City Limits
- Editor: Jarret Murphy
- Categories: non-profit journalism, investigative journalism
- Publisher: Fran Reilly
- Founder: Robert Schur, Ron Shiffman, Philip St. Georges
- Founded: 1976
- Final issue: 2012 (print)
- Based in: New York City
- Website: www.citylimits.org
- ISSN: 0199-0330

= City Limits (New York magazine) =

US nonprofit news organization

City Limits is a nonprofit news organization based in New York City. Since 1976, City Limits has published in-depth reporting on civic issues affecting the city's low- and moderate-income communities. Focused on civic issues related to housing, education, criminal justice, the environment, economic and government policy, City Limits publishes in-depth news and analysis daily.

==History==
City Limits was founded in February 1976 as a newsletter and resource for advocates in New York City's housing rehabilitation movement. The publication would expand to become an investigative monthly magazine that covered other major policy issues over the next three decades, establishing the Center for an Urban Future in 1996 as a research institution dedicated to exploring policy solutions that were featured in City Limits' reportage.

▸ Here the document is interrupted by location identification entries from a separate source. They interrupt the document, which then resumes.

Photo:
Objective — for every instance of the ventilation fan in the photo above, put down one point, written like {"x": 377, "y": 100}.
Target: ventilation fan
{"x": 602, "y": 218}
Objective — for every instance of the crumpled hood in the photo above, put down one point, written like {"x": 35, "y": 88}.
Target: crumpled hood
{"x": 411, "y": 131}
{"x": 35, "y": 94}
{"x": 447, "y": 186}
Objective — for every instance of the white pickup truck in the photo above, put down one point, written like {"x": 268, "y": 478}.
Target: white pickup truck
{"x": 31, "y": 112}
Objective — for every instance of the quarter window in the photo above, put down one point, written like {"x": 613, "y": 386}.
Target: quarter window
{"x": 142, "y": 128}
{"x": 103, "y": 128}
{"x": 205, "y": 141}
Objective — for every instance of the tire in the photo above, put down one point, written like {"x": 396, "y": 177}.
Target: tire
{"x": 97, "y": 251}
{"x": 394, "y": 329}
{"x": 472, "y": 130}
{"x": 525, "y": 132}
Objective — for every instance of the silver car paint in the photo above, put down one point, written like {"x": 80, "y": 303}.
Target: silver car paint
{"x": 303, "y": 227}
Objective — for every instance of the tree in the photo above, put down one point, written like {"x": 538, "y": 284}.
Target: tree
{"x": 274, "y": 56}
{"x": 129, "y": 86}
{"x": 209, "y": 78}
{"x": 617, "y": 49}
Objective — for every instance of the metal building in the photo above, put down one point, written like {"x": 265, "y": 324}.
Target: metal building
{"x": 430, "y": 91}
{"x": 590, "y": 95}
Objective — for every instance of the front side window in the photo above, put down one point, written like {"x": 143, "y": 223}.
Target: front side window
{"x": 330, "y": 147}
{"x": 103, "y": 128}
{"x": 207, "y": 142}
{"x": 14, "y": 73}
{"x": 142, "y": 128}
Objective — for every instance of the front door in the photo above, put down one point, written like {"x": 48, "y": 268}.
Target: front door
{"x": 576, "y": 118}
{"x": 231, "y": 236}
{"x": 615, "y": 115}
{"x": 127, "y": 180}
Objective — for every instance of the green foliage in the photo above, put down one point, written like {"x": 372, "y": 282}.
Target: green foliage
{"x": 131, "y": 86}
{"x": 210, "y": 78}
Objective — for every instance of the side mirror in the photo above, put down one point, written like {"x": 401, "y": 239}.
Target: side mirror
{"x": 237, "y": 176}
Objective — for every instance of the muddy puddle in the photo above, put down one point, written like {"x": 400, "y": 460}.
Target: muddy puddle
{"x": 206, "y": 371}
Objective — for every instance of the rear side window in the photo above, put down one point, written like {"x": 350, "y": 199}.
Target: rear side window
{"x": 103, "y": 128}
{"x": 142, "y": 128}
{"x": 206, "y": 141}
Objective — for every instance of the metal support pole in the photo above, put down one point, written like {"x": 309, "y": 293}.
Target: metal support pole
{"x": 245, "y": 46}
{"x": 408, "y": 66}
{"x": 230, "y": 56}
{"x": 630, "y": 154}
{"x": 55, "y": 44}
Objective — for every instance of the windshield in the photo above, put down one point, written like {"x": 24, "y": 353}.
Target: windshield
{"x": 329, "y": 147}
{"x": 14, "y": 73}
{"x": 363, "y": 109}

In 2009, City Limits was acquired by the Community Service Society of New York and re-launched as a single-issue bi-monthly magazine and weekly news website. The publication published a monthly printed magazine for many years and became an all-digital operation in 2012. At that point, it launched the online news website Brooklyn Bureau with support from the Brooklyn Community Foundation, and also acquired the Bronx News Network to create the Bronx Bureau. City Limits became an independent nonprofit in 2014.

==Recognition==
Since 2009, City Limits received several journalism awards for its investigations, including two Sigma Delta Chi Awards for the September 2010 report, "Risky Play: Was New York City's Shift to Artificial Grass a $300 Million Mistake", and the May 2011 investigation, "Behind Bars: Male Guards, Female Inmates and Sexual Abuse in New York State Prisons".

City Limits has been recognized for its reporting by the Park Center for Independent Media, the Society of Professional Journalists, the Journalism Center on Children & Families, the National Lesbian & Gay Journalists' Association, the National Education Writers' Association, the National Council on Crime & Delinquency, and the New York Community Media Alliance.

In October 2010, City Limits was recognized by the administration of New York City Mayor Michael Bloomberg as a "model for New York City and the rest of the nation."

City Limits was cited as an exemplary model by the John S. and James L. Knight Foundation and the United States White House.